山形県を代表する料理である芋煮も、地域ごとに異なるスタイルがある。村山地方(山形市など)では牛肉を使った醤油ベースの芋煮、庄内地方(鶴岡など)では豚肉を使った味噌ベースの芋煮と、材料や味付けが大きく異なる。
このように、食材や食文化の独自性がとても高い。こうした多様性があるために、山形県では食文化への意識が高いのではないかと考えている。メタボロームというバイオ研究を基礎として、食に関する研究が盛んなのも、こうした独自の食材や食文化があるからだろう。
こうした農の研究がどこに向かうかと言えば、健康科学だ。
「医食同源」という言葉が示すように、食と健康が深く結びついていることは、古くから知られている。

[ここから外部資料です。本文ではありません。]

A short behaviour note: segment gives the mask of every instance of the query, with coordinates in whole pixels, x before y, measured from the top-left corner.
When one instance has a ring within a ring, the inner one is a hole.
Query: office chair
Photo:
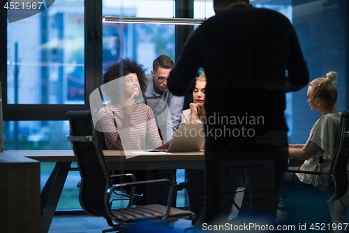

実際、不適切な食生活は、肥満、2型糖尿病、高脂血症、高尿酸血症、高血圧といった代謝疾患の発症リスクを高めることがわかっている。
これらの疾患は、食生活を改善することで症状が緩和されたり、寛解したりする例も多く、食が健康に与える影響の大きさを裏付けている。
一方で、食事と健康に関する情報には、科学的な裏付けが十分でないものも多く存在する。
例えば、「コラーゲンを摂るとお肌がつやつやになる」と耳にしたことがあるかもしれない。もっとも、コラーゲンは食べた後、体内で胃酸、膵液などに含まれる消化酵素によってアミノ酸にまで分解されないと吸収されない。
さらに、血液に取り込まれた後も、摂取したコラーゲンそのものが肌(真皮層)までそのまま届くということは、科学的にはほとんど確認されていない。だとすれば、コラーゲンを食べたところで何の意味もない。
コラーゲンは一例だが、食にまつわる情報をしっかりと科学的に検証し、正しい知識に基づいた「食と健康」の関係を明らかにすることが今後、ますます重要になってくるのは間違いない。